Dotychczas ofiary przemocy musiały przedstawiać w szpitalach zaświadczenie, że są płatnikami składek na ubezpieczenie zdrowotne, a także uiścić 108 euro za przyjęcie na odział i pokryć tzw. opłaty manipulacyjne. Nowelizacja obejmuje ofiary napadów. Wcześniej zwolnienie z opłat mieli jedynie pacjenci, którzy odnieśli obrażenia w pracy, podczas podróży autem lub w trakcie zawodów sportowych.
Jak poinformowała Ana Silva z Zakładu Ubezpieczeń Społecznych w Lizbonie, warunkiem bezpłatnego leczenia ofiar trafiających na ostry dyżur do publicznych szpitali w Portugalii było wcześniej przedstawienie w rejestracji placówki dokumentu o regularnym uiszczaniu składek zdrowotnych oraz wskazanie osoby, bądź instytucji, która miałaby pokryć leczenie pacjenta, jako winna powstania obrażeń cielesnych.

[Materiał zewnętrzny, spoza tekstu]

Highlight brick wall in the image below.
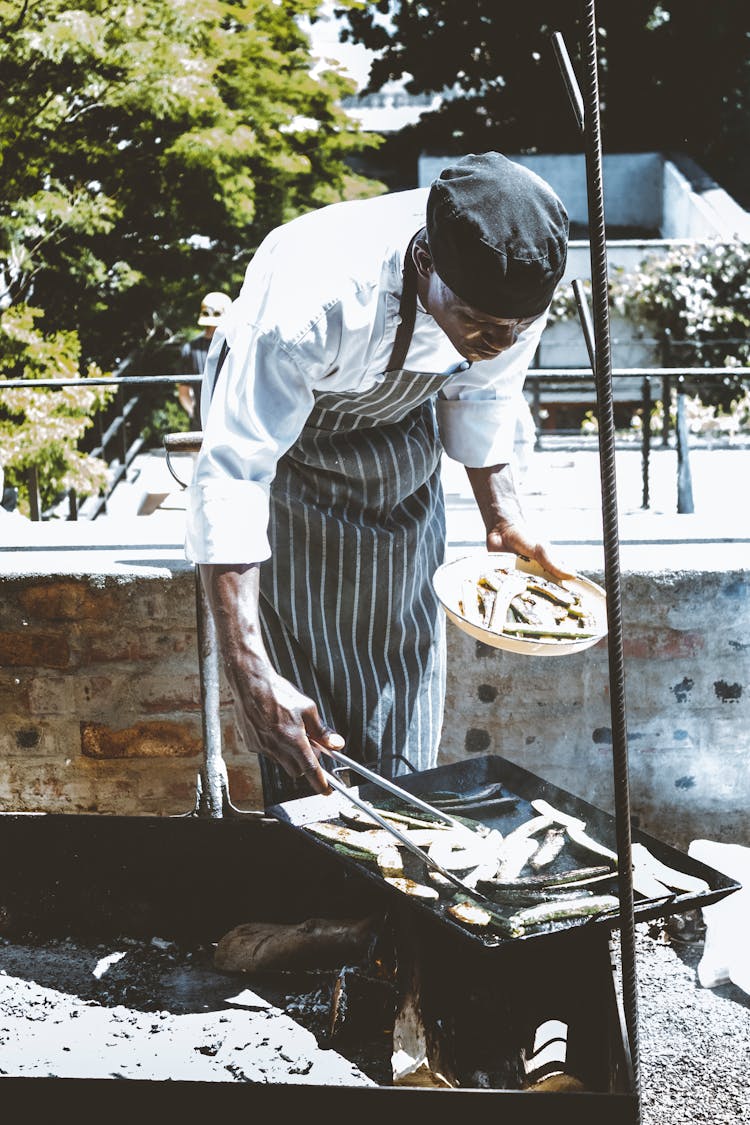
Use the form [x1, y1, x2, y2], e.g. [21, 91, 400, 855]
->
[0, 570, 263, 815]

- U osób nieubezpieczonych zwolnienie z opłat za leczenie mogło być realizowane po przedstawieniu zaświadczenia, że pacjent jest dzieckiem lub współmałżonkiem osoby odprowadzającej składki do ZUS - wyjaśniła Silva.
Inicjatorem nowelizacji przepisów jest podległy rządowi Urząd Regulacji ds. Zdrowia. Agenda zwróciła uwagę ministerstwu zdrowia na konieczność zmiany przepisów w związku z przypadkiem pacjentki z podlizbońskiego miasta Vila Franca de Xira, która była ofiarą napadu jesienią 2012 roku.
- Po zgłoszeniu się na ostry dyżur 70-letnia kobieta usłyszała od pracownika szpitala, że musi uiścić ponad 110 euro za leczenie ran odniesionych w wyniku napadu, gdyż prawo przewiduje, że powinien płacić za nie ze swojej składki ubezpieczeniowej winny odniesionych przez nią obrażeń, czyli w tym przypadku sprawca pobicia, którego nie ujęto. Zmieniła więc zeznania, by nie płacić wskazanej kwoty, czym utrudniła prowadzenie śledztwa - poinformował Urząd Regulacji ds. Zdrowia.
Rządowa agenda ujawniła, że podobnych przypadków jak ten z Vila Franca de Xira było więcej. Wielokrotnie pacjenci zmieniali zeznania utrudniając tym samym dochodzenie i ujęcie sprawców pobić.
- W sytuacji, gdy nie zostanie wskazana osoba, która przyczyniła się do spowodowania obrażeń publiczne szpitale są zobowiązane do przyjęcia poszkodowanych i udzielenia im bezpłatnego leczenia - przewidują nowe przepisy.
Zdaniem ekonomistów, nowelizacja przepisów w przypadku bezpłatnego leczenia ofiar przemocy odbiega od obranej w 2011 roku przez gabinet Pedra Passosa Coelho polityki oszczędnościowej w służbie zdrowia.
Z szacunków resortu zdrowia wynika, że zadłużenie publicznych szpitali w Portugalii przekracza ponad 2,5 mld euro. W latach 2011-2013 rząd spłacił ponad 1,9 mld ich długu. (pap)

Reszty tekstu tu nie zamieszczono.